4. Set the pan on fire, and when the refined oil is burned to 70% heat, put the lobster shell into shape, fry it in the pan until it is shaped and mature, then put it in the pan and put it on the table, then fry the shrimp balls in the pan until they are golden brown and ripe, then take them out into the middle of the shrimp shells, set broccoli on both sides, and put the garlic sprouts and salt and pepper flavors into a small plate and serve them at the same time.

05

Baked pine mushrooms with cheese Canadian lobster

Raw materials:

Canada lobster, Luzhi Island Tricholoma matsutake, and fresh mushrooms.

Seasoning:

Brandy, yellow mustard, cream, salt, pepper, parmesan cheese crumbs, and dried onions.

Practice:

1, lobster meat is shelled and cut into pieces.

2. Soak Tricholoma matsutake in warm water at 40℃ for 20 minutes, and cut fresh mushrooms into pieces.

3, the pot is on fire, and the olive oil is smashed with dried onions.

4, the pine mushrooms, add brandy and lobster.

5, after the lobster, light an open flame.

6. When brandy volatilizes half, add yellow mustard, cream, salt and pepper to taste.

7. After collecting the juice, pour the fried ingredients, put the cheese out of the pot, then sprinkle the cheese, and finally bake it in the oven for coloring, and then serve.

06

Lobster with tomato sauce

Raw materials:

One lobster, egg skin, sliced ham and coriander.

Ingredients:

Gelatin powder, seasoning.

Practice:

1, steam the lobster to 80% maturity, chop the head and tail, shell, cut the shrimp into strips, and add seasoning to pickle. Cut the egg skin into rectangles, wrap the shrimp into rolls, and wrap more than 20 rolls.
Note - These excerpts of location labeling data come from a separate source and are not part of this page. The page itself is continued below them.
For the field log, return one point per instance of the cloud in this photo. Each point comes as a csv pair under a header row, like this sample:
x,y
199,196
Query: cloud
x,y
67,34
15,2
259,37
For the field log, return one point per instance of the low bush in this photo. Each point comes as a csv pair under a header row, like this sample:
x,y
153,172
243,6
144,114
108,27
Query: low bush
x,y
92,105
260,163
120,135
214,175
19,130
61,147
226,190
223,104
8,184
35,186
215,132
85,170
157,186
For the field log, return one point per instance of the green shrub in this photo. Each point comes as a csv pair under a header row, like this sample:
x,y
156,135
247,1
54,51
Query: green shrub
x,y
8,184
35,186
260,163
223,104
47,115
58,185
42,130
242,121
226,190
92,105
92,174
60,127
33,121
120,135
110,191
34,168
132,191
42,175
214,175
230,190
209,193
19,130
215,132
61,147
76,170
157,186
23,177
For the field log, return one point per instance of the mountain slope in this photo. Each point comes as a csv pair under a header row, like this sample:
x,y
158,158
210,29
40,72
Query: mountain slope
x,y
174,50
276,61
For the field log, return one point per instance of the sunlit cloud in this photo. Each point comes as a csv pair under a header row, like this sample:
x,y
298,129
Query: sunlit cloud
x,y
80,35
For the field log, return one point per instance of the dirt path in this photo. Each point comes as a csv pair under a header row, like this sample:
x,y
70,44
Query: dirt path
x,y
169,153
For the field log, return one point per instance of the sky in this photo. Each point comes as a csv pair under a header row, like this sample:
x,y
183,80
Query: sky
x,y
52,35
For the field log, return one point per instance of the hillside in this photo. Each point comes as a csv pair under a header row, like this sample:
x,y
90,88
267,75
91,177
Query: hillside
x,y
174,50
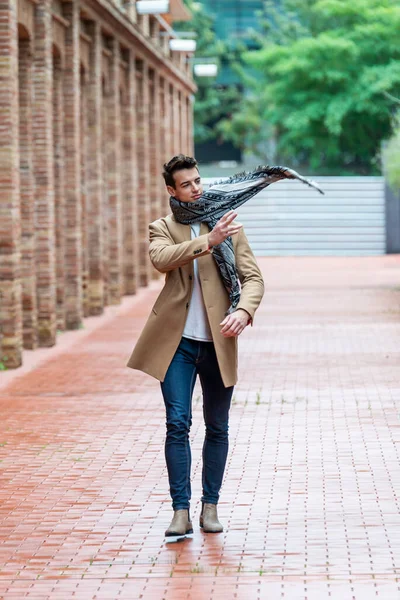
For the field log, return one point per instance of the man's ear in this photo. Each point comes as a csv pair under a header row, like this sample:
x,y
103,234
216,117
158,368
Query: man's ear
x,y
171,190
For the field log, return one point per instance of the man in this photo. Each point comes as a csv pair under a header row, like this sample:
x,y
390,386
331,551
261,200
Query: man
x,y
212,289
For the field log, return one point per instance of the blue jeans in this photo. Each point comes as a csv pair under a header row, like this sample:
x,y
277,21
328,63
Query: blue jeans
x,y
192,358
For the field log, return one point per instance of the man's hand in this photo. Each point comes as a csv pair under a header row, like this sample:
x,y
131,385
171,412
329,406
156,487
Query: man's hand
x,y
233,324
223,229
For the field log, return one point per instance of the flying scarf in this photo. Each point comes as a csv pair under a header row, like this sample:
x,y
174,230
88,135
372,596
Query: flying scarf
x,y
218,200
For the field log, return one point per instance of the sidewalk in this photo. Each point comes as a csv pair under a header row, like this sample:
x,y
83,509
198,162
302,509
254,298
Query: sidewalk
x,y
311,498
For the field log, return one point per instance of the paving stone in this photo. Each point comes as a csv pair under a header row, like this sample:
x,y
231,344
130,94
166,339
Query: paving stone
x,y
310,498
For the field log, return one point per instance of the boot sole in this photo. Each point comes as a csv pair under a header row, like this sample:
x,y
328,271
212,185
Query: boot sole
x,y
208,531
170,538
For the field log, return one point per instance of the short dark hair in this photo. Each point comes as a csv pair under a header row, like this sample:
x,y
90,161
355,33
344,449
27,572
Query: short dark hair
x,y
177,163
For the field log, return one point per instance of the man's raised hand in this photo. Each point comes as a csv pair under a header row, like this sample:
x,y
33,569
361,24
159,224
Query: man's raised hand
x,y
224,228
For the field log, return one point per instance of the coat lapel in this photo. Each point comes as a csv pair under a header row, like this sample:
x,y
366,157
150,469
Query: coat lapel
x,y
180,232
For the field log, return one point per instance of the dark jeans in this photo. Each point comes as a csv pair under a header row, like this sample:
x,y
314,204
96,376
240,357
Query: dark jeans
x,y
192,358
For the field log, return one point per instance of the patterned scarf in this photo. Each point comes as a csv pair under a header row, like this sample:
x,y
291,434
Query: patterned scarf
x,y
218,200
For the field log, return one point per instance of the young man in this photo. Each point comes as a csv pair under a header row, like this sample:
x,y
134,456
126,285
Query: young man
x,y
193,329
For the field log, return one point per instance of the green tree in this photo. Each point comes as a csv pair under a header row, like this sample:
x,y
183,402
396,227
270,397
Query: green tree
x,y
391,156
212,101
325,74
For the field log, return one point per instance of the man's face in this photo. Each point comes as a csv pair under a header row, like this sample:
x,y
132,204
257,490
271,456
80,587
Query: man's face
x,y
188,187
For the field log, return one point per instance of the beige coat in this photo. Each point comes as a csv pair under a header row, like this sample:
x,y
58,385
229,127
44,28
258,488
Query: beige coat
x,y
172,252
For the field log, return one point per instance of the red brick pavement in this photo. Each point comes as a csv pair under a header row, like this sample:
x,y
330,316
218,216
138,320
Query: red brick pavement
x,y
310,500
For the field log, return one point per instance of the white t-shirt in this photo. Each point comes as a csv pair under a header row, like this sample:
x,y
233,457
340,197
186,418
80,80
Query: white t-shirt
x,y
197,326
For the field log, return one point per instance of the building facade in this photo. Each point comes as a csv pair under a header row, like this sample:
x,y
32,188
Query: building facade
x,y
92,102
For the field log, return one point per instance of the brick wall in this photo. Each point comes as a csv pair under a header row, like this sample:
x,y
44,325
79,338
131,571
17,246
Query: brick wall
x,y
98,105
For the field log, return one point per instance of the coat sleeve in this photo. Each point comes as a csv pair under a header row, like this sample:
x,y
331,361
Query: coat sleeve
x,y
166,255
250,276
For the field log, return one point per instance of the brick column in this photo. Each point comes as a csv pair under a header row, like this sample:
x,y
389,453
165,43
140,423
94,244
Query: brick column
x,y
10,233
164,141
176,127
84,142
59,189
105,140
44,174
73,241
95,181
184,123
27,196
155,147
143,161
191,125
113,161
155,166
130,183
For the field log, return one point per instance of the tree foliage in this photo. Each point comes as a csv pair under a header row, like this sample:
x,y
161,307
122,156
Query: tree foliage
x,y
324,79
391,156
212,101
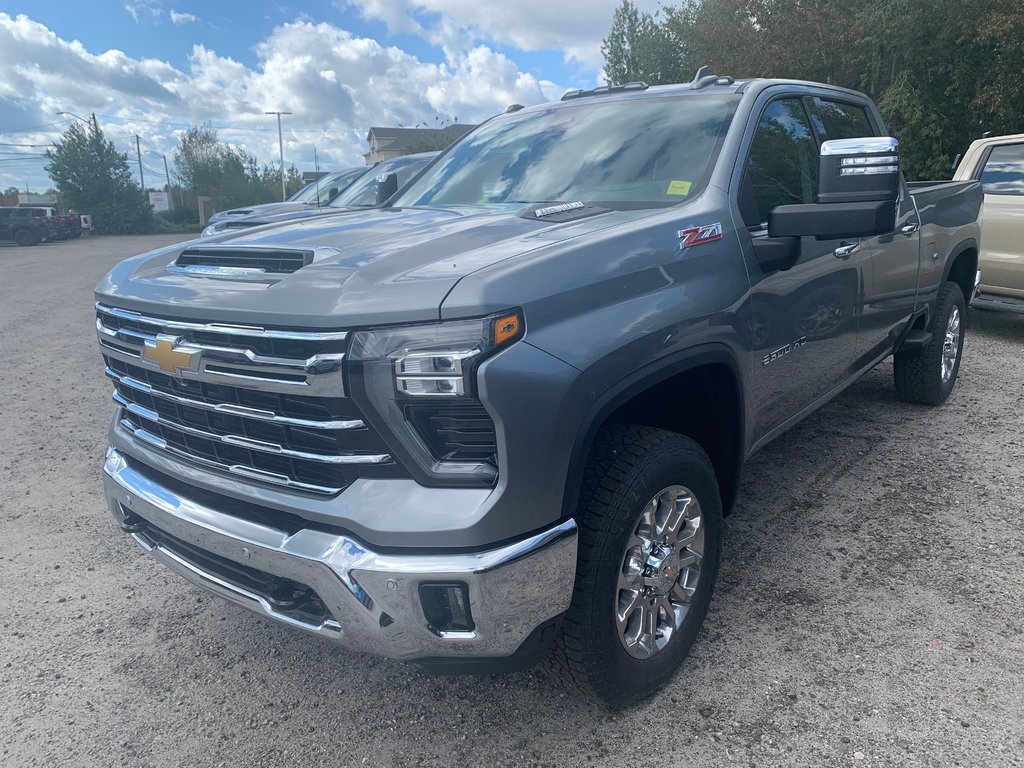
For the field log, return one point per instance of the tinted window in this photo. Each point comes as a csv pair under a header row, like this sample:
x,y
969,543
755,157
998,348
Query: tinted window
x,y
841,120
1004,172
783,161
363,192
637,153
2. Take another 10 cup-shaped small bowls, oil them, add coriander and ham slices, put the rest of the shrimp meat into the small bowls, and pour in the boiled and flavored gelatin juice. Then roll the egg skin into the oil pan and fry it, put it in a plate, pour it with tomato sauce, put cooled lobster jelly on both sides, and put it on the head and tail.

07

Salt and pepper lobster

Raw materials:

Lobster

Ingredients:

Onion, ginger, garlic, pepper, salt and pepper powder, salt, oil, sugar, vinegar, cooking wine.

Practice:

1, clean the lobster.

2. Cut onions, ginger, garlic and peppers for later use.

3, the pot is hot, add oil and add onion, ginger, garlic and pepper to saute.

4. Pour in the lobster and stir fry. Pour boiling water, add salt and pepper, cooking wine, salt, sugar and vinegar, mix well, cover and burn.